Neurosurgeons need to be wary of late-life neurologic deterioration in children and adults. The most common deterioration seen is from a tethered spinal cord. A routine MRI reveals a spinal cord that ends in the lumbar or sacral regions in almost all patients with myelomeningocele (see Image 3). This is normal in many patients without any new neurologic complaints. Despite careful surgical closure of the original neural placode, approximately 20% or more of all patients with myelomeningocele require an untethering of their spinal cord later in their life. They may present with gait difficulty, back pain, leg weakness, sensory loss, a new foot deformity, or simply a change in their urodynamic data or urinary continence. These patients require a surgical exploration to free the neural placode and nerve roots from the dorsal surface of their dura. Patients with tethered cords on MRI but no new complaints do not require reexploration.

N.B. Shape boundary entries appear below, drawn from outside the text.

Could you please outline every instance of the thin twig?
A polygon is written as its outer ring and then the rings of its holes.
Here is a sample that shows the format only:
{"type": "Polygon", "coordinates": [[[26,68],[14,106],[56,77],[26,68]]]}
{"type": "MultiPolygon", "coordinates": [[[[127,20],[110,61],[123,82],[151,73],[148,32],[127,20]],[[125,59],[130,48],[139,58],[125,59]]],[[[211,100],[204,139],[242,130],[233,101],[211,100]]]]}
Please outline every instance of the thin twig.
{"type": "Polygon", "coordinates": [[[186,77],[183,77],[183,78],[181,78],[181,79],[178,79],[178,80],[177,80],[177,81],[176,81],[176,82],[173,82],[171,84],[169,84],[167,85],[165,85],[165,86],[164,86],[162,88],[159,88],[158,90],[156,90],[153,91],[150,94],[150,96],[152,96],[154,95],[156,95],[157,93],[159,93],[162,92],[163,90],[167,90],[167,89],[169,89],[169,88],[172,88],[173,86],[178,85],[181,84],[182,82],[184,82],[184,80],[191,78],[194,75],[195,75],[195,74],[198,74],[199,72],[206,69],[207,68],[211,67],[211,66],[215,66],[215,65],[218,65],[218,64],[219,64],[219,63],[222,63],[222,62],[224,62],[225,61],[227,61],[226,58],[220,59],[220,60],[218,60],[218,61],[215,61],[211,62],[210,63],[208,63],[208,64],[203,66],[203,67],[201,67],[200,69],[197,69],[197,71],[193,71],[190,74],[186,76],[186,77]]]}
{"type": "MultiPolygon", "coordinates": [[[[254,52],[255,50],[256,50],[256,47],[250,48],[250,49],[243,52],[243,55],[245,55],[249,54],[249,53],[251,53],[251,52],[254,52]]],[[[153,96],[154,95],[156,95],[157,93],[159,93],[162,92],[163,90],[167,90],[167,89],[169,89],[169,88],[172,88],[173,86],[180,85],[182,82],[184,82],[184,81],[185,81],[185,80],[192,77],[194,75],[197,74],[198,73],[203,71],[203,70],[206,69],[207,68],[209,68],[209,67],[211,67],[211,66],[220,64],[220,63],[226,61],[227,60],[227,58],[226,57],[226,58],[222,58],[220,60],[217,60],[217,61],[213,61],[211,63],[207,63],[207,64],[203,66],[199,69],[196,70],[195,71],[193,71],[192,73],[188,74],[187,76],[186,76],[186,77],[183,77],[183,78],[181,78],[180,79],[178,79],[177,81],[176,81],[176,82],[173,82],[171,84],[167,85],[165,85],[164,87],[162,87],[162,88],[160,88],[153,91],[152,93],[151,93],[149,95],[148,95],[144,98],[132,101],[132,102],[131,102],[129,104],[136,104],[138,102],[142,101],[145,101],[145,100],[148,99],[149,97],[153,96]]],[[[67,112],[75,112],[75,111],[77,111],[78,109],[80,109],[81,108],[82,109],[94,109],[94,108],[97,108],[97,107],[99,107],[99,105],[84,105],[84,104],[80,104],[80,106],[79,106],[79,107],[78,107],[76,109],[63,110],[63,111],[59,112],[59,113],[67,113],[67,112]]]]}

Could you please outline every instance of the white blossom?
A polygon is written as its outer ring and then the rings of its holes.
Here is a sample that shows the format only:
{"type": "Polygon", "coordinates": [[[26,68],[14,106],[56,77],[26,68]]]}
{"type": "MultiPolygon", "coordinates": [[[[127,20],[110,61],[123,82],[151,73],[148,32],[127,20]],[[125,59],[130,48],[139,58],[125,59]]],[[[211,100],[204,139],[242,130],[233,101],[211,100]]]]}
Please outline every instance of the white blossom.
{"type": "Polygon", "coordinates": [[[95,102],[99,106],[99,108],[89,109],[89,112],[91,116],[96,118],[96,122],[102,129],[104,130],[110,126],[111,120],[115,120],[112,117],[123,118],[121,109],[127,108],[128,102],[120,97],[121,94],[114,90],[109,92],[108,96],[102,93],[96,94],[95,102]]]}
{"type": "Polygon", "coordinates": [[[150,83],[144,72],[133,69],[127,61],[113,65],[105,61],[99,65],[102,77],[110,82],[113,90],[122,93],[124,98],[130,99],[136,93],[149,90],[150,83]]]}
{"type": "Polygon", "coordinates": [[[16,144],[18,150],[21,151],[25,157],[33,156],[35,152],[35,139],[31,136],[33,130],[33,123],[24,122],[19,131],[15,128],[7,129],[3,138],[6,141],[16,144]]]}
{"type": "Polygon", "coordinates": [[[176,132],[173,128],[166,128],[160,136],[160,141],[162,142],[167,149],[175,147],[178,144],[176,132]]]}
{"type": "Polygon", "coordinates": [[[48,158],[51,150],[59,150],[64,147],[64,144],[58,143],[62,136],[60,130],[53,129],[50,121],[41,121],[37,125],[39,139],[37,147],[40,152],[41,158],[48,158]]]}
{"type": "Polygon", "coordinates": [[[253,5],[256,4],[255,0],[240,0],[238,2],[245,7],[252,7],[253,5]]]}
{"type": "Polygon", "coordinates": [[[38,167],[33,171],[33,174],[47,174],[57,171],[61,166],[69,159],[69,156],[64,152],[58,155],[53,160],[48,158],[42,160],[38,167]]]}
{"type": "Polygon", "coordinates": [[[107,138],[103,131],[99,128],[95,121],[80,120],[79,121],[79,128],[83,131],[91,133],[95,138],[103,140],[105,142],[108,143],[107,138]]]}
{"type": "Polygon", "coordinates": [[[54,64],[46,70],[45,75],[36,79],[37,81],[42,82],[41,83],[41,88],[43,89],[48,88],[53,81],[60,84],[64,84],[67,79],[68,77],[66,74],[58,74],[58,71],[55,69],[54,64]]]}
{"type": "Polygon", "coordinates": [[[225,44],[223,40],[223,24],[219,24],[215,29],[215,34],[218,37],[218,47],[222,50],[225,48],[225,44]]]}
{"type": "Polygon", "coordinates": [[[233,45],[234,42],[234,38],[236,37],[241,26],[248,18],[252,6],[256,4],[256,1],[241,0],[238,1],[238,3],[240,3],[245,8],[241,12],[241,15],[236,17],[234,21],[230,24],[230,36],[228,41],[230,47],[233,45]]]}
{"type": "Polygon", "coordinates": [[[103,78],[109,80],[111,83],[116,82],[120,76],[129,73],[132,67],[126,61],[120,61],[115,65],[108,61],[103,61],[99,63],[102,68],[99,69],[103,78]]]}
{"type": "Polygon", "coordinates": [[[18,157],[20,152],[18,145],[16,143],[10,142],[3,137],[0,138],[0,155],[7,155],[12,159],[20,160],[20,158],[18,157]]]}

Diastematomyelia can be diagnosed using MRI or CT/myelogram. An enlarging syringomyelia can be the result of a symptomatic CM II or retethering of the spinal cord. Many functional deteriorations result from progressive orthopedic deformities such as scoliosis, pelvic obliquity, and limb deformities. An orthopedic surgeon well versed in the care of patients with NTDs is required to execute a reasonable plan to repair or stabilize treatable disorders.

In general, a multidisciplinary team consisting of neonatologist, pediatrician, pediatric neurosurgeon, pediatric urologist, pediatric orthopedic surgeon, physical therapist, nurse, nutritionist, psychologist, and teacher are required to direct the care of children with NTDs.